Description

Program to compute the genotyping error rate at the sample or marker level.

Input

name:type
description
pattern

meta:map

Groovy Map containing sample information e.g. [ id:‘test’, single_end

]

estimate:file

Imputed dataset file obtain after phasing.

*.{vcf,bcf,vcf.gz,bcf.gz}

estimate_index:file

Index file for the imputed dataset file.

truth:file

Validation dataset called at the same positions as the imputed file.

*.{vcf,bcf,vcf.gz,bcf.gz}

truth_index:file

Index file for the truth file.

freq:file

File containing allele frequencies at each site.

*.{vcf,bcf,vcf.gz,bcf.gz}

freq_index:file

Index file for the allele frequencies file.

samples:file

List of samples to process, one sample ID per line.

*.{txt,tsv}

region:string

Target region used for imputation, including left and right buffers (e.g. chr20:1000000-2000000). Can also be a list of such regions.

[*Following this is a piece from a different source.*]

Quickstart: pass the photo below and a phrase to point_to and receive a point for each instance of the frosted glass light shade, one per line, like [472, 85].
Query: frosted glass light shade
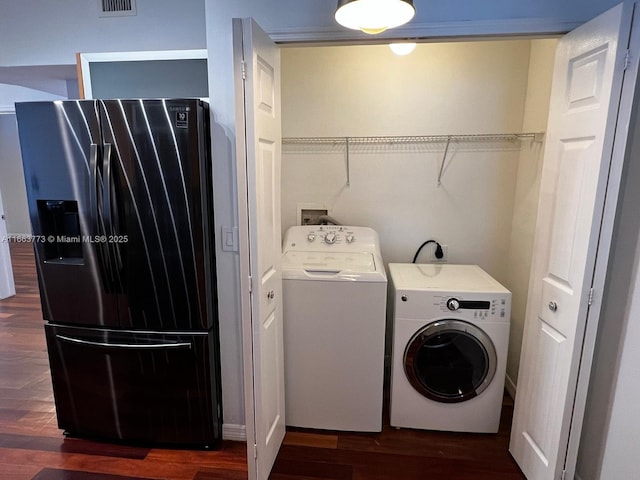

chrXX:leftBufferPosition-rightBufferPosition

meta2:map

Groovy Map containing sample information e.g. [ id:‘test’, single_end

]

groups:file

Alternative to frequency bins, group bins are user defined, provided in a file.

*.{txt,tsv}

bins:string

Allele frequency bins used for rsquared computations. By default they should as MAF bins [0-0.5], while they should take the full range [0-1] if —use-ref-alt is used.

0 0.01 0.05 ... 0.5

ac_bins:string

User-defined allele count bins used for rsquared computations.

1 2 5 10 20 ... 100000

allele_counts:string

Default allele count bins used for rsquared computations. AN field must be defined in the frequency file.

min_val_gl:float

Minimum genotype likelihood probability P(G|R) in validation data. Set to zero to have no filter of if using –gt-validation

min_val_dp:integer

Minimum coverage in validation data. If FORMAT/DP is missing and –min_val_dp > 0, the program exits with an error. Set to zero to have no filter of if using –gt-validation

Output

name:type
description
pattern

errors_cal

meta:map

Groovy Map containing sample information e.g. [ id:‘test’, single_end

]

*.error.cal.txt.gz:file

Calibration correlation errors between imputed dosages (in MAF bins) and highly-confident genotype.

*.errors.cal.txt.gz

errors_grp

meta:map

Groovy Map containing sample information e.g. [ id:‘test’, single_end

]

*.error.grp.txt.gz:file

Groups correlation errors between imputed dosages (in MAF bins) and highly-confident genotype.

*.errors.grp.txt.gz

errors_spl

meta:map

Groovy Map containing sample information e.g. [ id:‘test’, single_end

]

*.error.spl.txt.gz:file

Samples correlation errors between imputed dosages (in MAF bins) and highly-confident genotype.

*.errors.spl.txt.gz

rsquare_grp

meta:map

Groovy Map containing sample information e.g. [ id:‘test’, single_end

]

*.rsquare.grp.txt.gz:file

Groups r-squared correlation between imputed dosages (in MAF bins) and highly-confident genotype.

*.rsquare.grp.txt.gz

rsquare_spl

meta:map

Groovy Map containing sample information e.g. [ id:‘test’, single_end

]

*.rsquare.spl.txt.gz:file

Samples r-squared correlation between imputed dosages (in MAF bins) and highly-confident genotype.

*.rsquare.spl.txt.gz

rsquare_per_site

meta:map

Groovy Map containing sample information e.g. [ id:‘test’, single_end

]

*_r2_sites.txt.gz:file

Variant r-squared correlation between imputed dosages (in MAF bins) and highly-confident genotype.

_r2_sites.txt.gz

versions

versions.yml:file

File containing software versions.

versions.yml

Tools

glimpse2
MIT

GLIMPSE2 is a phasing and imputation method for large-scale low-coverage sequencing studies.